Primary Risk Drivers
Below is a snapshot of domains that materially influence the MARA Rating.
Clinical effectiveness
Paltusotine demonstrated moderate clinical effectiveness in two pivotal phase 3 trials, with significant improvements in biochemical control (IGF-I normalization) compared to placebo. In PATHFNDR-1, 83.3% of patients maintained IGF-I control versus 3.6% on placebo, and in PATHFNDR-2, 55.6% achieved normalization compared to 5.3% on placebo. However, the absence of active comparator trials against standard treatments limits the assessment of its effectiveness relative to existing therapies.
Cost effectiveness
No cost-effectiveness analyses or ICER estimates were identified in the reviewed sources, making it impossible to evaluate the economic value of paltusotine. The lack of economic modeling data raises significant concerns regarding its cost-effectiveness.
Quality of life
While the Acromegaly Symptom Diary (ASD) showed significant improvements in symptom burden, there were no generic HRQoL measures (like EQ-5D) reported, which limits the ability to assess overall quality of life improvements. The absence of caregiver burden data further restricts the understanding of broader impacts on HRQoL.
Supporting Domains
Safety and Adverse Effects
Paltusotine exhibited a favorable safety profile in clinical trials, with lower rates of severe adverse events compared to placebo. In PATHFNDR-1, severe AEs were 0% in the paltusotine group versus 10.7% in placebo. However, gastrointestinal AEs were more common in the paltusotine group, which is consistent with the class of drugs.
Comparator Selection
The pivotal trials used placebo as a comparator, which does not reflect the current standard of care for acromegaly treatment. This limits the relevance of the findings for clinical decision-making regarding switching from existing therapies.

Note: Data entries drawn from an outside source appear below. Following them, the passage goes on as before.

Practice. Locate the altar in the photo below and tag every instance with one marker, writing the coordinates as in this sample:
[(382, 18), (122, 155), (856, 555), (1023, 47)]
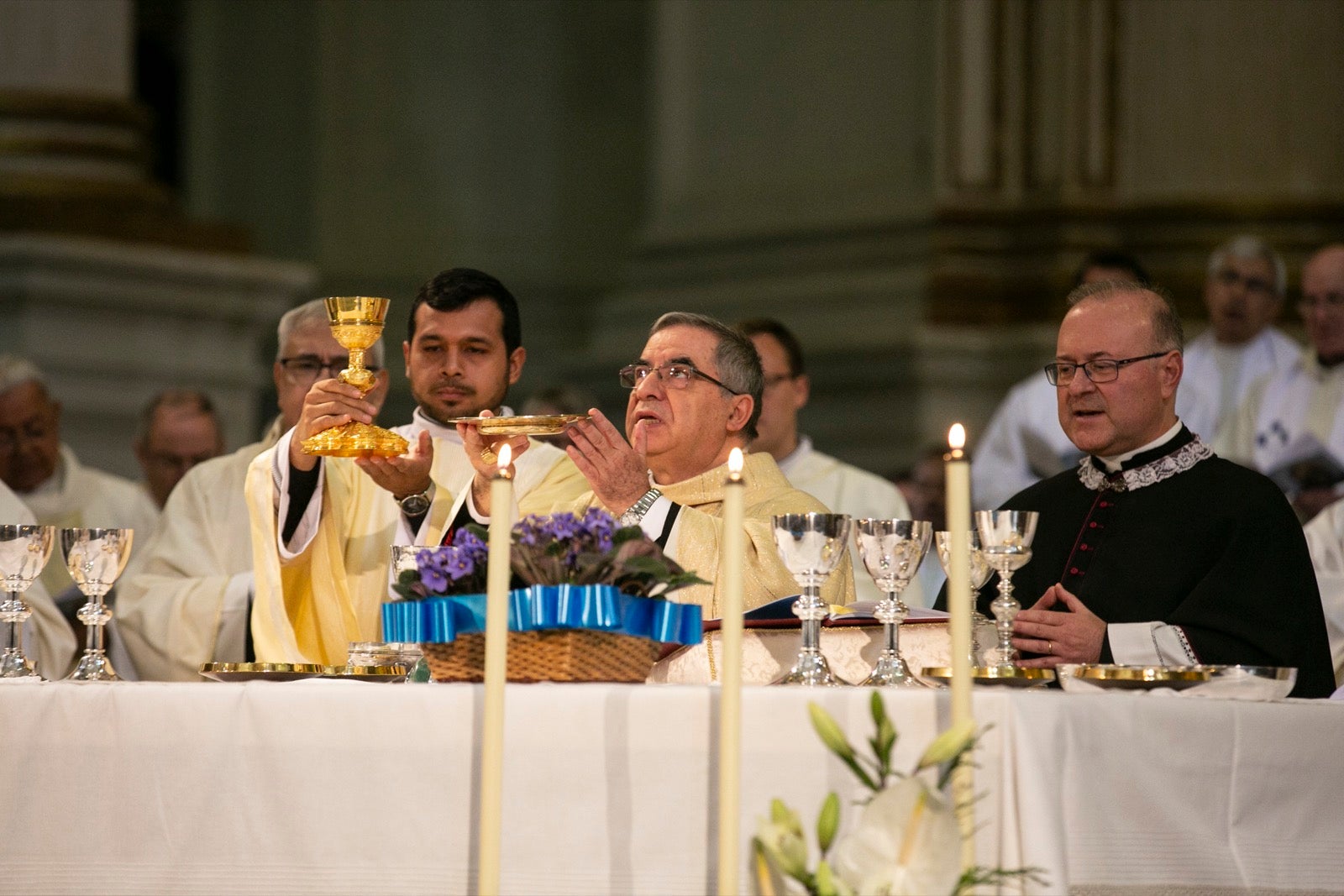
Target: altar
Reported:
[(354, 788)]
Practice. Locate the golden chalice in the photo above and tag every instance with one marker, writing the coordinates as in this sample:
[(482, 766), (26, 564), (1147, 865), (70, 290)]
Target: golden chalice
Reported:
[(356, 324)]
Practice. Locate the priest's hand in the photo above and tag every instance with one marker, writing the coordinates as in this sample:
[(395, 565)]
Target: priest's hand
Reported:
[(407, 474), (616, 469), (483, 453), (1059, 637), (328, 403)]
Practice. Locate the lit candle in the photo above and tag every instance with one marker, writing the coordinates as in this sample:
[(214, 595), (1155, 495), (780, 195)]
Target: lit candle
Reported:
[(496, 673), (730, 692), (958, 606)]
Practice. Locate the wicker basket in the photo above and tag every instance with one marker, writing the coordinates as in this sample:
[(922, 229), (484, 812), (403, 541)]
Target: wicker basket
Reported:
[(568, 654)]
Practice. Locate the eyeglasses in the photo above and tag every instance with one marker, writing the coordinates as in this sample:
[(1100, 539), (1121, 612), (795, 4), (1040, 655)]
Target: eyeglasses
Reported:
[(1227, 277), (1331, 302), (1102, 369), (309, 369), (674, 375)]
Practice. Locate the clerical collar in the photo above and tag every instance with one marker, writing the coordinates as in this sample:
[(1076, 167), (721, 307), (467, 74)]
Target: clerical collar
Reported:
[(443, 432), (1173, 454), (796, 456)]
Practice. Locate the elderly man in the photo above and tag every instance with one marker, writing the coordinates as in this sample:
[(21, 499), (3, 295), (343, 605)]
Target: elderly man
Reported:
[(1243, 293), (1289, 426), (694, 396), (49, 479), (323, 527), (47, 640), (840, 486), (179, 429), (187, 598), (1155, 551)]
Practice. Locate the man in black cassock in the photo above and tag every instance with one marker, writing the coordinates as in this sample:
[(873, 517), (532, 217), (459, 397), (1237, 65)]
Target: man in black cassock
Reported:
[(1155, 551)]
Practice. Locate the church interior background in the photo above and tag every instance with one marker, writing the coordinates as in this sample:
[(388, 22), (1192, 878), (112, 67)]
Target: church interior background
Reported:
[(907, 184)]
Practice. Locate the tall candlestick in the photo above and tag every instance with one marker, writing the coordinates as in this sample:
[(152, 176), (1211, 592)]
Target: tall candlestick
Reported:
[(958, 606), (496, 673), (730, 692)]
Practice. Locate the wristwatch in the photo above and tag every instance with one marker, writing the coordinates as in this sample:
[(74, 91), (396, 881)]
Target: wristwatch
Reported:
[(636, 511), (416, 504)]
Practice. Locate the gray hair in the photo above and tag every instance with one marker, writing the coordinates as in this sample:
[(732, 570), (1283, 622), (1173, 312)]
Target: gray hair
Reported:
[(313, 313), (736, 356), (1249, 248), (17, 371), (1168, 333)]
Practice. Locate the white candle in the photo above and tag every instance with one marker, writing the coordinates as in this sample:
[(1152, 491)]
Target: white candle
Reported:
[(958, 606), (496, 673), (730, 692)]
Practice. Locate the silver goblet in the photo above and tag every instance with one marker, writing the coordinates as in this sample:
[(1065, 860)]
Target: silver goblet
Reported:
[(893, 550), (24, 553), (94, 559), (1005, 539), (811, 546), (980, 571)]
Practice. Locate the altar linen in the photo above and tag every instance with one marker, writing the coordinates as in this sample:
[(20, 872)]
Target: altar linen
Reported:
[(324, 590), (696, 533)]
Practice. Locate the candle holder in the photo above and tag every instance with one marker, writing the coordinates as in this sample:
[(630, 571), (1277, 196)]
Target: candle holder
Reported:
[(1005, 540), (811, 544)]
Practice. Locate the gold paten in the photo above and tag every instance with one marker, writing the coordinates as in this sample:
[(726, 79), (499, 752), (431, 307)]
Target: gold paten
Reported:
[(356, 322), (1011, 676), (538, 425)]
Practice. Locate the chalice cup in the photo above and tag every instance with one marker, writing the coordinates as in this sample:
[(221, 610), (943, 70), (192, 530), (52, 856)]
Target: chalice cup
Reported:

Patient Population and Subgroups
The trials included a diverse patient population, including both previously treated and untreated patients, which enhances generalizability. However, subgroup analyses revealed small sample sizes, which may limit the robustness of findings in specific populations.
Care Pathway Integration
Paltusotine’s oral administration simplifies integration into existing care pathways compared to injectable therapies. The trials indicated that it aligns well with current treatment protocols for acromegaly, requiring minimal adjustments in clinical practice.
Resource Use and Cost Implications
No data on direct medical costs or resource use implications were found in the reviewed sources, making it difficult to assess the broader economic impact of paltusotine on healthcare systems.
Evidence Quality and Robustness
The evidence is based on two phase 3 randomized controlled trials with rigorous designs. However, the small sample sizes and the lack of long-term data limit the robustness of the conclusions.
Uncertainty, Sensitivity, and Broader Impacts
While the trials provided some sensitivity analyses, the absence of real-world effectiveness data and equity considerations introduces uncertainty regarding the broader impacts of paltusotine in diverse populations.